Optional dependency is also fine with me.

pushkal00 commented 1 year ago

Hey @mfeurer, @PGijsbers, I've been going through the project and exploring potential good first issues. It seems that there's a discussion about implementing some custom functionality related to Jinja2 and LaTeX in the project. The key takeaway from the conversation is that this functionality would be optional. Could you please provide more details about what exactly you're envisioning for this feature? It would be helpful to get a clearer understanding of what's expected.

PGijsbers commented 1 year ago

We would envision a to_latex method that exports information about datasets as a latex table, similar to the one displayed above. If the method uses pandas 2.0's latex export that is based on jinja2-templates, then the jinja2 dependency should be optional for openml-python. The implementation also needs to work for large lists of datasets which may generate multi-page tables. If you have specific questions, feel free to ask them here.

pushkal00 commented 1 year ago

Thanks @PGijsbers to summarize!!!

So here is the algorithm based on my thinking:

def to_latex(dataframe,columns,header,index):
            try:  
                pandas.to_latex 
                return
            except:
                # Our custom to_latex
                     ##How many columns should be allowed
                    For multi page table, it should return different latex each time.
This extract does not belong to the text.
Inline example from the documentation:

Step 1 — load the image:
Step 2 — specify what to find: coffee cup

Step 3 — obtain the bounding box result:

Is it good to go? In which file we should add the code?

PGijsbers commented 1 year ago

Please have a look at the 2.0 to_latex for pandas. I don't think you would encounter any exception, though alternation of the latex code after generation may be necessary (I haven't looked into this yet, I don't know if the 2.0 version is flexible). Multi-page tables shouldn't require multiple calls to the function, the returned latex code should simply represent a multi-page table. Overall, I don't think the new implementation would be very different from the one provided in the original post, but it should be updated to use the new 2.0 syntax and broken down into smaller function with smaller responsibility (e.g., one function to generate the dataframe with the aliased column names, one to generate the latex code, one to write it to disk). Where possible

ps. It's possible we might have misjudged the difficulty of this issue, don't feel obliged to stick with it. If you'd rather pick up a different issue, you would also be more than welcome to :)

jot-s-bindra commented 11 months ago

My thinking :


import openml
import pandas as pd
from pandas.compat import StringIO

class BenchmarkingSuite:
    def __init__(self, suite_id):
        self.suite = openml.study.get_suite(suite_id)
        self.tasks = [openml.tasks.get_task(tid, download_data=False, download_qualities=False) for tid in self.suite.tasks]
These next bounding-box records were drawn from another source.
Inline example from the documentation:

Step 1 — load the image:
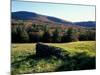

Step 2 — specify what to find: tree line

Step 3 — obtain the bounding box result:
[11,23,96,43]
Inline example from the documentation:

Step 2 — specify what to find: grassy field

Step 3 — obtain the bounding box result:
[11,41,96,75]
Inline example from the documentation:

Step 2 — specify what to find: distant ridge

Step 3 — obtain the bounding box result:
[11,11,96,27]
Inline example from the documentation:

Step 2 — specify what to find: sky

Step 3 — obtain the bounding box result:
[11,1,95,22]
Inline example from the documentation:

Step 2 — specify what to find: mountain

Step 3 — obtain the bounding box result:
[11,11,74,25]
[74,21,96,27]
[11,11,96,27]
    def _get_metadata_dataframe(self):
        data_ids = [t.dataset_id for t in self.tasks]
        metadata = openml.datasets.list_datasets(data_id=data_ids, output_format="DataFrame")
        return metadata

    def to_latex(self, output_file="my-table.tex", multi_page=False):
        metadata = self._get_metadata_dataframe()
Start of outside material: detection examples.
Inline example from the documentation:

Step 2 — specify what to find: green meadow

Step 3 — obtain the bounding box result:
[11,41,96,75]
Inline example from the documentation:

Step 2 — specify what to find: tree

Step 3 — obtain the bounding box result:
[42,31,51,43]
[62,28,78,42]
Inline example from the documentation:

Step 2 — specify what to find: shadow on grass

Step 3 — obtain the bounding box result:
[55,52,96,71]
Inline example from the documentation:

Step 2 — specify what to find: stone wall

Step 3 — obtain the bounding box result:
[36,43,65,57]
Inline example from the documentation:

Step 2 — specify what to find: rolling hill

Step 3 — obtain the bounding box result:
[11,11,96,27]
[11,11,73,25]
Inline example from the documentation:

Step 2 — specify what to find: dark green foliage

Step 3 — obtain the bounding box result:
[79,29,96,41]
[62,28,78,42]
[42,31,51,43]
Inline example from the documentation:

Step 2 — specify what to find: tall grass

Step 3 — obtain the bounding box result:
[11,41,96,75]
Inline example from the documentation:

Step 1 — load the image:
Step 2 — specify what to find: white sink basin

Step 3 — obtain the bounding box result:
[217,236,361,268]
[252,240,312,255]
        # If multi_page is True, split the metadata into chunks for multi-page tables
        if multi_page:
            metadata_chunks = [metadata[i:i+50] for i in range(0, len(metadata), 50)]  # Adjust chunk size as needed
        else:
            metadata_chunks = [metadata]

        # Prepare LaTeX template
        latex_template = r"""
        \documentclass{article}
        \usepackage{longtable}
        \begin{document}
        """

        if multi_page:
            latex_template += r"\begin{longtable}{%s}" % "c" * len(metadata.columns)
        else:
            latex_template += r"\begin{tabular}{%s}" % "c" * len(metadata.columns)

        latex_template += r"\hline"
        latex_template += " & ".join(metadata.columns) + r"\\"
        latex_template += r"\hline"
        latex_template += r"\endfirsthead"
        latex_template += r"\hline"
        latex_template += " & ".join(metadata.columns) + r"\\"
        latex_template += r"\hline"
        latex_template += r"\endhead"
        latex_template += r"\hline"
        latex_template += r"\endfoot"
        latex_template += r"\endlastfoot"

        for chunk in metadata_chunks:
            latex_template += chunk.to_latex(escape=False, index=False)

        latex_template += r"""
        \end{longtable}
        \end{document}
        """

        # Write LaTeX template to the specified output file
        with open(output_file, "w") as f:
            f.write(latex_template)

# Usage
benchmarking_suite = BenchmarkingSuite(271)
benchmarking_suite.to_latex(output_file="my-table.tex", multi_page=True)